Especialistas dizem que a lei, que foi aprovada de forma enfraquecida em setembro, ajudou a alimentar a crescente popularidade do partido de extrema-direita Alternativa para a Alemanha, ou AfD, que regista mais de 20 por cento das sondagens, perto da mais alta da sua história.

Tal como outros partidos de extrema-direita em toda a Europa, a AfD adicionou a oposição às políticas climáticas à sua agenda, juntamente com questões como a imigração, procurando capitalizar as ansiedades económicas dos trabalhadores.

“O que aconteceu com o Heizungsgezetz foi que, de repente, os Verdes estavam literalmente a bater à porta das pessoas, a pedir: ‘Mostre-me o seu aquecimento e ele tem de mudar’”, disse Andrea Römmele, cientista política da Escola Hertie, em Berlim. “Foi muito rápido.”

Omid Nouripour, um dos co-presidentes dos Verdes, disse que o partido poderia lidar com os recentes reveses e que percorreu um longo caminho desde os anos em que tinha um dígito nas pesquisas e parecia estar preso numa oposição permanente.

Os problemas não deveriam fazer os Verdes hesitarem, insistiu ele. “Não podemos desacelerar”, disse ele em entrevista. “Sempre foi um jogo difícil.”

Outros Verdes também disseram que não consideram a experiência recente uma crise, embora reconheçam a necessidade de ir além dos eleitores tradicionais do partido, que tendem a ser mais instruídos e financeiramente confortáveis.

“O principal será – o desafiador, mas também o belo – convencer as pessoas que ainda não pensam da maneira que nós pensamos”, disse Katrin Göring-Eckardt, líder de longa data do partido do leste da Alemanha. que é agora vice-presidente do Parlamento.

Alguns dizem que os Verdes ainda podem recuperar.
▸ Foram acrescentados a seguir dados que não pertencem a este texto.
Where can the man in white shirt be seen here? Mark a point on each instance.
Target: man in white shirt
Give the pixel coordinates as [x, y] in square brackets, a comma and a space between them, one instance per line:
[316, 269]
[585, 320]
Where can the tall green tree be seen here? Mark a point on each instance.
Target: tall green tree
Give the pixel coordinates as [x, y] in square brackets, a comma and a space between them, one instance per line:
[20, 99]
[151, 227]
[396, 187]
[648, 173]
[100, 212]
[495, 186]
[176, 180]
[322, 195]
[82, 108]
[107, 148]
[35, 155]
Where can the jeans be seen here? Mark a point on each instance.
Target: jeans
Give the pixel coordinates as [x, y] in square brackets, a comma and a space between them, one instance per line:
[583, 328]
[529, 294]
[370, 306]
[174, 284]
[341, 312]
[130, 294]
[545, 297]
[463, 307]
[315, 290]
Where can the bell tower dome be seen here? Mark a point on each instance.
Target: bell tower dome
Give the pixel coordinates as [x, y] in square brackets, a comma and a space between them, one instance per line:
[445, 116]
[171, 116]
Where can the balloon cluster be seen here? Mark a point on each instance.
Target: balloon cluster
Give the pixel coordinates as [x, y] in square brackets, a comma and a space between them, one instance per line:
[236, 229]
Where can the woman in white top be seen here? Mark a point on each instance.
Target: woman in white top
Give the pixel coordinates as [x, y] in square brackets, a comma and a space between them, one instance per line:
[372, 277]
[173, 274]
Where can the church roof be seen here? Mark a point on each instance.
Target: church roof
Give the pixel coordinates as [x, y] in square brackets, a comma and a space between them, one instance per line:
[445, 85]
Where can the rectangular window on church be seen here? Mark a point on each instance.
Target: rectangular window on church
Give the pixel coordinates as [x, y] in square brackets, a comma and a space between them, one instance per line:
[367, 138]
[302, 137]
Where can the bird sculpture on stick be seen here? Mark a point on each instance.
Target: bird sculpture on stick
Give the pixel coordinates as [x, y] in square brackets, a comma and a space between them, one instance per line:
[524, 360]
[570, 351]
Bernd Ulrich, jornalista do jornal Die Zeit que está a escrever um livro sobre política verde, disse que Habeck, em particular, seria fundamental para saber se o partido poderia restaurar a sua estatura.

“É a crise mais profunda da história dos Verdes”, disse ele. “Robert Habeck é, de longe, o político mais talentoso da Alemanha. Ele se tornou um bode expiatório. Mas ele pode fazer com que eles superem isso.